Tag Archives: common sense

The Anti Agile Manifesto – a Robust Response

I saw this on LinkedIn today: http://antiagilemanifesto.com/

My first thought was “Why would anyone developing software ever be against agility?”, so I read it:
“Agile is simply the obfuscation of common sense – the bewitchment of the mind through language”.

Bad Agilists! It is very unfair to use linguistic wizardry against the poorly tuned literacy skills of we simple IT folk. Yet, when I read about Agile, I thought I’d tripped headlong into the soft, welcoming caress of a fluffy, newly laundered quilt of common-sense that I’d always dreamed of through my years of methodological rough sleeping. Clearly, we need to consider this new evidence carefully: “epics are really just projects”. Well, no, they’re not are they? Projects have a known, fixed scope and known finite length and almost by definition, Agile methods don’t. So, in fact, you haven’t really understood, have you? If you’d said “epics are really just big lumps of work”, then fair enough. But you didn’t.

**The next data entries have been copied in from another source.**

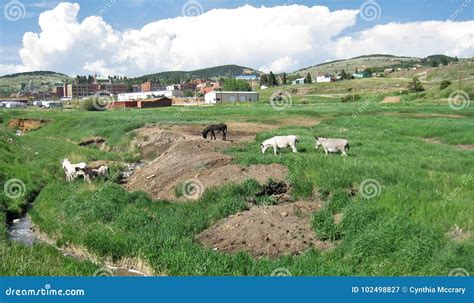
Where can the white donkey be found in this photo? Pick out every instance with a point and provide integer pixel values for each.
(279, 142)
(333, 145)
(71, 169)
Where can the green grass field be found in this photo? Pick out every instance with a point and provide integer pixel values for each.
(401, 231)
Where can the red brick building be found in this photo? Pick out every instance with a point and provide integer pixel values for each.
(147, 103)
(150, 86)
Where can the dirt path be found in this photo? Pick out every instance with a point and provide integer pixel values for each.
(184, 164)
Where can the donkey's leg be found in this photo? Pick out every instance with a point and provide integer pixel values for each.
(293, 148)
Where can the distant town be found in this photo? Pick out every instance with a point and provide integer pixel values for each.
(126, 92)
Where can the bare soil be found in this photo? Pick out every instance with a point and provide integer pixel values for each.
(391, 100)
(180, 155)
(266, 231)
(26, 125)
(465, 146)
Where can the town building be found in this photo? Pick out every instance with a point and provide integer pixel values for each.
(323, 78)
(150, 95)
(148, 103)
(247, 77)
(150, 86)
(228, 96)
(298, 81)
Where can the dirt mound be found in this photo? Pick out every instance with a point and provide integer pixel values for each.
(465, 146)
(26, 125)
(184, 157)
(266, 231)
(391, 100)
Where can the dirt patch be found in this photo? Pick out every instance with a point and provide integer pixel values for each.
(438, 116)
(181, 156)
(465, 146)
(26, 125)
(266, 231)
(458, 146)
(391, 100)
(456, 234)
(432, 140)
(98, 142)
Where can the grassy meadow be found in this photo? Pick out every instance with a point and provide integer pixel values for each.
(403, 230)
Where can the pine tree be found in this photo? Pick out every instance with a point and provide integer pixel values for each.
(264, 80)
(284, 79)
(272, 80)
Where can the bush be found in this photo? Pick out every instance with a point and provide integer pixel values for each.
(444, 84)
(87, 104)
(350, 98)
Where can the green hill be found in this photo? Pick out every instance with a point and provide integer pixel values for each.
(31, 81)
(378, 61)
(206, 73)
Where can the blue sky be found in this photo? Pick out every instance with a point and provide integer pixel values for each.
(124, 15)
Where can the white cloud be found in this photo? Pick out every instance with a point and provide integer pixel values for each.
(281, 38)
(280, 65)
(411, 39)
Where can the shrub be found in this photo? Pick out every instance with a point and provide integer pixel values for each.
(444, 84)
(87, 104)
(350, 98)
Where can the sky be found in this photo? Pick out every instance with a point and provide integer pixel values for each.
(137, 37)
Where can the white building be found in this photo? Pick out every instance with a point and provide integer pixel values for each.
(149, 95)
(323, 78)
(220, 97)
(298, 81)
(11, 104)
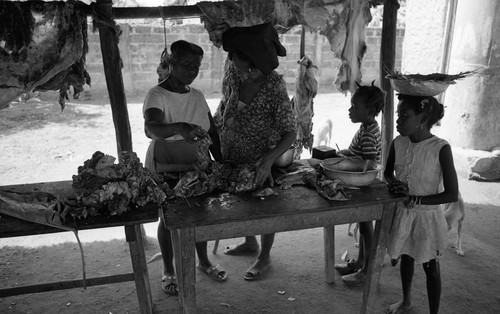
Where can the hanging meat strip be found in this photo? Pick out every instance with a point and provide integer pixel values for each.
(306, 88)
(42, 47)
(342, 22)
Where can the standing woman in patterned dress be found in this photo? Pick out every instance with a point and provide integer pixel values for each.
(255, 117)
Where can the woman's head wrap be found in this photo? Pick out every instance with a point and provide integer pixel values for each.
(260, 43)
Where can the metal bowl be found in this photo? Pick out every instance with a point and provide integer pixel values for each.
(285, 159)
(351, 178)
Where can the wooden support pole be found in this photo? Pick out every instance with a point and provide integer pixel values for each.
(114, 79)
(387, 61)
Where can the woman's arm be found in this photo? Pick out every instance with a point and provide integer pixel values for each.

What about“velocity is really just output”. Again, no. I accept that it isn’t a distinction you’re used to making but it’s “…just useful output”. You know, output with business value? No, of course you don’t. Why would you?

What about the rest?:

  • stories are really just use cases
  • sprints are really just work
  • stand-ups are really just meetings
  • iterations are really just versions
  • backlogs are really just to do lists
  • backlog grooming is really just planning
  • burn-down charts are really just earned value charts
  • and that tasks, in fact, are really just tasks.

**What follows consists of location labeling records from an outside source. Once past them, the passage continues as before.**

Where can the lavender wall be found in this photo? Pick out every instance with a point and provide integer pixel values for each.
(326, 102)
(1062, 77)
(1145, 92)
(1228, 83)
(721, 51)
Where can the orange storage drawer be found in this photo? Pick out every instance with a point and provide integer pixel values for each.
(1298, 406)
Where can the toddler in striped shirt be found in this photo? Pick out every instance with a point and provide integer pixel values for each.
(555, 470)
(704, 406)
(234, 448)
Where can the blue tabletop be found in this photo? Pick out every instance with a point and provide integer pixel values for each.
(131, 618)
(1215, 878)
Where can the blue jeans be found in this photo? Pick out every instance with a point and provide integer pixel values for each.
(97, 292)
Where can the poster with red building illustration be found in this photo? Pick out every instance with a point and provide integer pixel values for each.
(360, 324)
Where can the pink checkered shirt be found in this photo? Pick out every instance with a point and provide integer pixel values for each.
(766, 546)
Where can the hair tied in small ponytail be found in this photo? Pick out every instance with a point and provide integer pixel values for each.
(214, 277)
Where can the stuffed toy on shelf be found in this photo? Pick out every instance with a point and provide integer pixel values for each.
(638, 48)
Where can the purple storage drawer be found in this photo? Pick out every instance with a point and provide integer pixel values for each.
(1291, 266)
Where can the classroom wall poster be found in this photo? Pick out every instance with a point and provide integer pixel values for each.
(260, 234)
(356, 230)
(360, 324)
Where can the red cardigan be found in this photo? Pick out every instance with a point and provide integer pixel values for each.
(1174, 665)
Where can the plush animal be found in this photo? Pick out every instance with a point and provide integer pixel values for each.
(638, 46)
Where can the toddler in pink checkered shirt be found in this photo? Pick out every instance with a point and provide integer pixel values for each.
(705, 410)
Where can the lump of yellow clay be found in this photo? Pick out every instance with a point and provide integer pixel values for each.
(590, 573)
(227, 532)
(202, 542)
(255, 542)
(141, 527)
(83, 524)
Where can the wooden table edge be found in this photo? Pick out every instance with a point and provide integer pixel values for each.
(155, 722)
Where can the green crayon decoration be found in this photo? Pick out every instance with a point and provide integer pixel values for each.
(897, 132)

Yes, I’m fine with all of those but let’s face it, you’ve had enough difficulty grasping that some features of Agile methods are COMPLETELY, FUNDAMENTALLY DIFFERENT that I think the new words were just there to get you a bit excited about trying out something new but you don’t really want to, do you? You’d rather carry on not getting useful things done the way you always have.

Your ‘Stay slow and inflexible’ manifesto ends:

“That is, while the concepts on the left are often presented as groundbreaking or unique, they are merely weakly defined versions of those on the right.”

Were they, really? It sounds like you make bad choices generally. You may wish to try training providers who understand what the ground-breaking Agile concepts actually are. When you understand that “weakly defined” is “lean and flexible”, get back to us – if you aren’t too embarrassed. Agile isn’t perfect and there was plenty you could have legitimately criticised. But you didn’t.